Conan O’Brien to receive Twain Prize for humor at Kennedy Center
The March 23 ceremony will be streamed on Netflix at a later date.
The Kennedy Center announced Thursday that Conan O’Brien is the 26th recipient of its Mark Twain Prize for American Humor. The 61-year-old writer, podcaster and former late-night host will accept the award March 23 — a few weeks after he hosts the Oscars — in the center’s 2,465-seat Concert Hall, where fellow comedians will toast (and roast) him.
The award is given to comedians who, like Twain, have made a lasting impact on American society in the center’s estimation.
Richard Pryor received the first Twain Prize, in 1998. Though it has often gone to satirists such as David Letterman, Jon Stewart and George Carlin, the prize was most recently awarded to comedians with more populist appeal: Adam Sandler in 2023 and Kevin Hart last year.
“I am honored to be the first winner of the Mark Twain Prize recognized not for humor, but for my work as a riverboat pilot,” O’Brien said in a statement.
He is “a master of invention and reinvention, consistently pushing the envelope in search of new comedic heights,” said Deborah F. Rutter, president of the Kennedy Center, in a statement.
The prize ceremony will be streamed on Netflix at a later date.
The Irish-Catholic comedian — known for his height, swooping red hair, and surreal and utterly silly comic sensibility — was born in Brookline, Massachusetts, in 1963 and attended Harvard University, where he was twice the president of its humor rag, the Harvard Lampoon. Not long after graduation, he began writing for “Saturday Night Live” and then “The Simpsons.”
O’Brien joins fellow former late-night hosts Stewart, Letterman and Jay Leno as a Twain recipient. But O’Brien’s late-night career was a little more complicated.

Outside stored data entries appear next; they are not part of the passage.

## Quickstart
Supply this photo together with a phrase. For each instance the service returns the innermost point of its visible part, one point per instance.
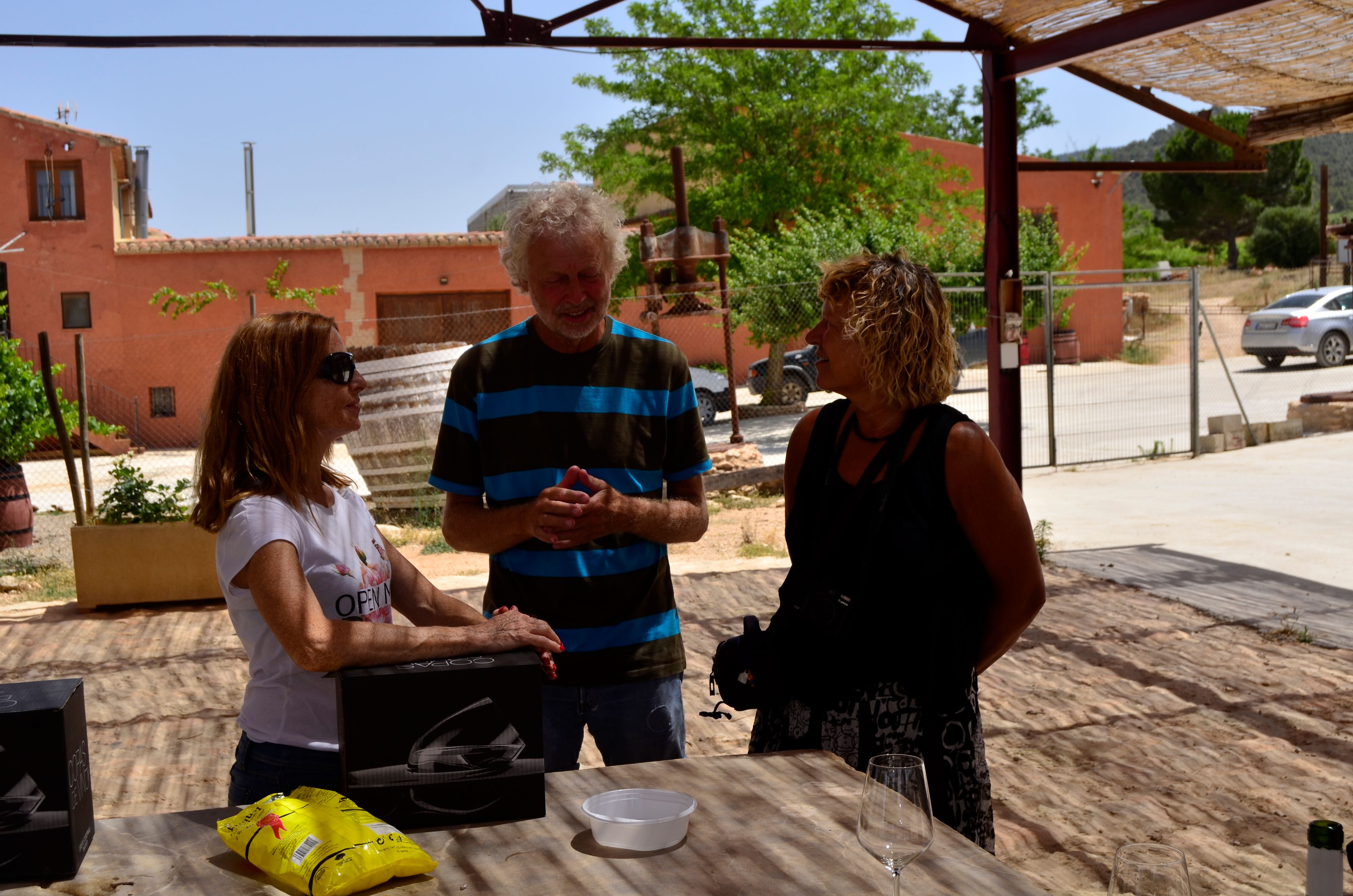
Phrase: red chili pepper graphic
(275, 824)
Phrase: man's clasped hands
(566, 516)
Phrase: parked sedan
(1314, 323)
(711, 393)
(800, 376)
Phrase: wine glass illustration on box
(1149, 869)
(896, 824)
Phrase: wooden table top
(776, 824)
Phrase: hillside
(1335, 151)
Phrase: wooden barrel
(1067, 347)
(15, 509)
(401, 418)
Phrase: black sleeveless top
(923, 593)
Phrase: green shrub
(24, 407)
(136, 499)
(1286, 237)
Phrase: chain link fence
(1132, 359)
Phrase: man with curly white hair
(555, 444)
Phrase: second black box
(444, 741)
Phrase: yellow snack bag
(406, 857)
(316, 848)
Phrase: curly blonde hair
(898, 313)
(563, 209)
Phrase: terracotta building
(72, 195)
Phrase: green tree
(779, 273)
(1287, 237)
(1145, 244)
(948, 114)
(765, 135)
(24, 407)
(1224, 208)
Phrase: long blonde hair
(255, 440)
(898, 313)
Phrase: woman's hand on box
(509, 629)
(547, 661)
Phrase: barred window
(75, 310)
(56, 191)
(161, 401)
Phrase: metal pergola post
(1000, 179)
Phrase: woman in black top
(914, 561)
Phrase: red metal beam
(1000, 182)
(1144, 24)
(1197, 168)
(478, 41)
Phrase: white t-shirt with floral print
(346, 564)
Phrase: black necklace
(854, 425)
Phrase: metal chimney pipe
(142, 190)
(250, 223)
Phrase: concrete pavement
(1245, 535)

In 1993, though he was still largely unknown to the general public, O’Brien inherited NBC’s “Late Night” from Letterman. O’Brien’s run, which lasted until 2009, was characterized by a manic energy and frequently nonpolitical, non sequitur comedy. O’Brien’s wacky absurdity motorized the show with playfulness and goofiness.
The show was not embraced at first. O’Brien “is a living collage of annoying nervous habits,” wrote Tom Shales, The Washington Post’s TV critic, in September 1993. “He giggles and titters, jiggles about and fiddles with his cuffs. He has dark, beady little eyes like a rabbit. He’s one of the whitest white men ever.”
After O’Brien’s iteration of “Late Night” found its footing, O’Brien had Shales as a guest on his show — to read aloud the most scathing parts of Shales’s review.
In 2009, O’Brien took over “The Tonight Show” from Jay Leno, who moved to a prime-time slot. NBC then moved Leno’s show to the 11:35 p.m. time slot, pushing “The Tonight Show” back by a half-hour. O’Brien was incensed and aggrieved. After less than nine months as its host, O’Brien left “The Tonight Show.”
“I got very depressed at times,” O’Brien said of the situation, on “60 Minutes.” “It was like a marriage breaking up suddenly, violently, quickly. And I was just trying to figure out what happened.”
O’Brien swapped his suit for a leather jacket and jeans and moved to TBS, where he hosted “Conan,” a stripped-down version of the classic late-night format. After 11 years, he retired from late-night TV.
Now, he hosts the celebrity-interview podcast “Conan O’Brien Needs a Friend” and has hosted two travel shows: “Conan Without Borders” and “Conan Must Go.” In November he was announced as the host of the upcoming 97th Academy Awards, perhaps his biggest stage yet.
For the second year running, the Twain Prize ceremony will be recorded and later streamed on Netflix, a platform that has embraced and promoted stand-up comedy.